Arggggghhhh! I have a problem with the amount of time I spend on fb. For some reason, I can't seem to control it. I can limit myself to only signing on once a day, but even still it is a constant battle for me to stay away - it calls my name. In the past, I have fasted from it and it was great, but as soon as the set time was over for the fast, I was right back to it. I had to catch up and see what I had missed. It is literally like a soap opera for me - I can find out who is pregnant, who is getting married, who just had a baby, who bought a new house, who is taking a vacation, who is sick or in trouble...
Now, I do love that most of my friends from all over the world are on FB. It is a great way to keep in touch with them. Also, I use it to add people to my prayer list.
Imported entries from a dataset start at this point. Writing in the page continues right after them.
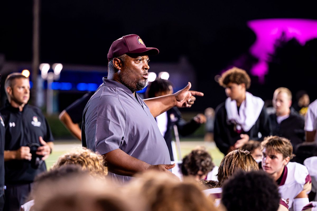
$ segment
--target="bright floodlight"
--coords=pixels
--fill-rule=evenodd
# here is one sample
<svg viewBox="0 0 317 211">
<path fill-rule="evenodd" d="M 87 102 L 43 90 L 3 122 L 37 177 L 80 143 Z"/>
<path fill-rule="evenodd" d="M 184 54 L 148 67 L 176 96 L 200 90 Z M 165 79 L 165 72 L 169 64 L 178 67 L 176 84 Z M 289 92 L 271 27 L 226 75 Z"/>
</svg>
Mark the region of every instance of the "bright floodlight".
<svg viewBox="0 0 317 211">
<path fill-rule="evenodd" d="M 63 69 L 63 65 L 59 63 L 55 63 L 53 64 L 52 66 L 53 68 L 53 70 L 54 71 L 54 73 L 56 75 L 58 75 L 60 74 L 61 71 Z"/>
<path fill-rule="evenodd" d="M 165 80 L 167 80 L 170 78 L 170 74 L 167 72 L 161 72 L 158 73 L 158 77 Z"/>
<path fill-rule="evenodd" d="M 43 63 L 40 65 L 40 70 L 41 71 L 42 78 L 45 79 L 47 76 L 47 73 L 49 70 L 49 65 L 46 63 Z"/>
<path fill-rule="evenodd" d="M 29 78 L 30 76 L 30 71 L 28 70 L 23 70 L 22 74 L 26 78 Z"/>
<path fill-rule="evenodd" d="M 149 82 L 152 82 L 155 80 L 156 78 L 156 74 L 155 72 L 150 72 L 149 73 L 148 78 L 147 78 Z"/>
</svg>

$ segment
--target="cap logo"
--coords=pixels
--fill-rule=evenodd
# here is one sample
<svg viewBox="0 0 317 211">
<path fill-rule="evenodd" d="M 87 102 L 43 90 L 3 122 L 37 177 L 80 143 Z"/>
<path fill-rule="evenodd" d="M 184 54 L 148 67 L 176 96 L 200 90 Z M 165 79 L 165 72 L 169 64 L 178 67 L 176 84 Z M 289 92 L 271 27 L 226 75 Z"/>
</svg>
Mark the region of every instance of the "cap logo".
<svg viewBox="0 0 317 211">
<path fill-rule="evenodd" d="M 144 43 L 143 43 L 143 41 L 140 38 L 140 37 L 138 36 L 137 37 L 137 40 L 138 40 L 138 42 L 139 43 L 139 44 L 142 44 L 143 45 L 144 45 Z"/>
</svg>

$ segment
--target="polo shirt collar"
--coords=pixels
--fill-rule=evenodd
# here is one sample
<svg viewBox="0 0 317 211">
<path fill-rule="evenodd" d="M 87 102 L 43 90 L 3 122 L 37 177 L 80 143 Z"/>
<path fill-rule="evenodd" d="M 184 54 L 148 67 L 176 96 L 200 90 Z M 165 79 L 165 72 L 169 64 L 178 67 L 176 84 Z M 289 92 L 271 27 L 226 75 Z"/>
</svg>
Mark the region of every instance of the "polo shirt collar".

Until recently, I had an on-line accountability group on FB - we would send messages to each other about what we had read during our quiet times. It was a wonderful group, but I felt I was using it as my excuse to get on FB. I would say to myself, "I need to sign on and tell the group what I read" So, I told them I would no longer be posting because I don't want to use the group as an excuse to feed into my addiction. I know that is what it is - an addiction.
What is the cure? I don't know...like I said, I have tried fasting and limiting myself, but I have little "self-control" in the area. My next thought is to stick a post-it on my computer screen asking myself if there is a better way I could be spending my time - quiet time w/ God, cleaning something, spending time with my family, etc. If that doesn't work, I'm afraid I might have to delete my account - I fear this option the most (reminds me of the scene in Fireproof where he demolishes the computer with a bat).
Do you have any suggestions or things that help you?